Nie tylko TdF – wywiad z Michałem Kwiatkowskim
Na Tour de Pologne Michał Kwiatkowski był wielkim nieobecnym. Bo choć pojawił się na dwóch etapach, to w roli widza, a nie zawodnika. Z wypoczywającym po drugim w swojej karierze Tour de France Michałem rozmawialiśmy na starcie etapu w Toruniu.
Od kiedy wiedziałeś, że nie wystartujesz w Tour de Pologne?
Decyzja oficjalna zapadła w środę. Start w Polsce był dla mnie ważny, ale byłem bardzo zmęczony w trzecim tygodniu Tour de France.
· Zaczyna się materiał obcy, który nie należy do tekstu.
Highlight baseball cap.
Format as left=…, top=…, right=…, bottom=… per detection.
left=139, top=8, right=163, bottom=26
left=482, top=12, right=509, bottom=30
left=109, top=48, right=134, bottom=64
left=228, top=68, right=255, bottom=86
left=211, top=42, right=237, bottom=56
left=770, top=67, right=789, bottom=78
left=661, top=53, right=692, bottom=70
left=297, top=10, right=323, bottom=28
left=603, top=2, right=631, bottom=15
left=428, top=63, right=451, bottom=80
Na każdym wyścigu mam dużą motywację i nastawienie na walkę, koncentrowałem się na tym, żeby dobrze wypaść na mecie w Paryżu. Po jej przekroczeniu czułem już, że w Polsce mogę nie wystartować. Potem uznaliśmy z drużyną, że raczej w tym wyścigu nie pojadę. Decyzja zapadła kilka dni przed startem.
Czy ten ostatni tydzień TdF był najtrudniejszym momentem w twojej karierze?
Nie, czemu? Myślę, że Giro d’Italia w 2012 r. dało mi dużo bardziej w kość. Teraz jednak oczekiwania kibiców były większe, więc może dlatego wszyscy myśleli, że ten wyścig mnie jakoś wyjątkowo zmęczył. To był drugi TdF w mojej karierze i, oczywiście, byłoby fajnie poprawić miejsce w generalce, zdobyć białą koszulkę czy wygrać etap. Ale to są w rzeczywistości bardzo trudne zadania. Ja byłem szczęśliwy, że prezentuję taką formę, ze względu na pierwszą część sezonu, po której nie wypocząłem. No i po Romandii, w której może lepiej byłoby nie jechać.
Twoja ekipa uznała to za błąd…
Nie, tak bym tego nie nazwał. To było kolejne doświadczenie i już teraz wiemy, że jeśli mam mieć super dyspozycję na TdF, to ten wyścig muszę odpuścić. Nie byłem pewny swojej formy jeszcze na Mistrzostwach Polski. Trochę pewności siebie dodała mi czasówka, ale na starcie wspólnym nie byłem w optymalnej dyspozycji.
Etap brukowany na TdF, na którym byłeś chyba najbliżej wygranej. Siła Nibalego i jego zespołu było tak duża, że nie dało się ich objechać?
Ta siła nie była aż tak duża, bo ja byłem tam z nimi prawie do końca. Szansę ma się zawsze, ale czasami decydują przypadki. Pod koniec złapałem gumę. Takie jest kolarstwo i trzeba się z tym pogodzić. Tam akurat czułem się świetnie. Potem ten etap chodził mi długo po głowie, bo faktycznie było blisko.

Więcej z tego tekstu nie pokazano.